David Linthicum| Infoworld

Application migration projects that move systems from traditional computing platforms to cloud-based platforms are becoming commonplace. I’m up to my armpits in this world right now, and I’ve found there are many lessons to be learned.

These application migration projects move from older Microsoft and Unix-based platforms to comparable cloud-based systems, with PaaS or IaaS as the targets. The idea is to get the code up, get the data up, get it recompiled and retested, and you’re done — but that’s not the reality.

The ability to use the native features of public or private clouds is the real endgame. You can’t do that without some code and data redos, where the applications go through needed transformations to rock the cloud-native APIs.

These cloud-native features include the ability to manage resources more effectively, such as storage and compute, as well as the ability to provision and deprovision service instances that allow the applications to autoscale and autocontract. The results are applications that can function cost-efficiently on the cloud computing platform, so the application — not the platform itself — makes decisions about how to allocate and manage platforms resources.

The problem is that most organizations migrating to cloud-based platforms don’t change the applications to use the features of their target platform. The resulting applications don’t optimize the platform, so they are more expensive to operate — in fact, their overall cost could end up higher than leaving the legacy apps in place.

As a result, the projects fall short of the cost efficiencies the cloud can provide.
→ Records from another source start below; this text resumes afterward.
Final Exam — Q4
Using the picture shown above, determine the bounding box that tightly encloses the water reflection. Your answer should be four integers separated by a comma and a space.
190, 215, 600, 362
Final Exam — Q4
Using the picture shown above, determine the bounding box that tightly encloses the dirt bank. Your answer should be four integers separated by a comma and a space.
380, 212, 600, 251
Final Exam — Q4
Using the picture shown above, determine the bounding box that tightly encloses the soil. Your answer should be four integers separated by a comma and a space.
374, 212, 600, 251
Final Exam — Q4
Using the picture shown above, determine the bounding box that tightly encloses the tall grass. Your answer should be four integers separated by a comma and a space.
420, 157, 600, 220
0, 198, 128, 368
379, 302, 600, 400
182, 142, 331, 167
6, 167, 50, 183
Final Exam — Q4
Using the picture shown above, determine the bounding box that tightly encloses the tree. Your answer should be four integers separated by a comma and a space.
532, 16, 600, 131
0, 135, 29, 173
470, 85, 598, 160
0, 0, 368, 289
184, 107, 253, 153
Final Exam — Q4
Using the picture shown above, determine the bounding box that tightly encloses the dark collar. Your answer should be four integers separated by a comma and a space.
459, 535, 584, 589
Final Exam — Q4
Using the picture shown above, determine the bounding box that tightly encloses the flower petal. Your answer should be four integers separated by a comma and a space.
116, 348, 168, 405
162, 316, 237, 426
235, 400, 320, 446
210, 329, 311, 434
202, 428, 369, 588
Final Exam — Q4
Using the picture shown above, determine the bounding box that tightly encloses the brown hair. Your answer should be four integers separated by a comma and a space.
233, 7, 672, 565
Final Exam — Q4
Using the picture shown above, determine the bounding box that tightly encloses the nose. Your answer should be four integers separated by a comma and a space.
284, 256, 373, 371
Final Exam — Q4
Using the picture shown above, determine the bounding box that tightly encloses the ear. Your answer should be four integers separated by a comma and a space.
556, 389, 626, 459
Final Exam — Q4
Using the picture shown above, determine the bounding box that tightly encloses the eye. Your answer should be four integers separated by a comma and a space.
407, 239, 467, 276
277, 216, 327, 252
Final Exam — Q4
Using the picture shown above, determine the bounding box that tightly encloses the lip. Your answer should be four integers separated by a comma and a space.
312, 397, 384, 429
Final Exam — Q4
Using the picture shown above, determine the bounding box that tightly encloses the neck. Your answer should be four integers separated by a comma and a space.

Second, the apps can’t maximize performance for their users, so a poorly migrated cloud-based application is considered a “dog.” Finally, there is very little planning for security and governance for cloud-based applications, increasing the risk.

The good news is that it’s an easy fix: Take time to focus on the applications. Make modifications to ensure that the application can take advantage of powerful cloud-based platform features. A bit of time, planning, redesign, and coding go a long, long way.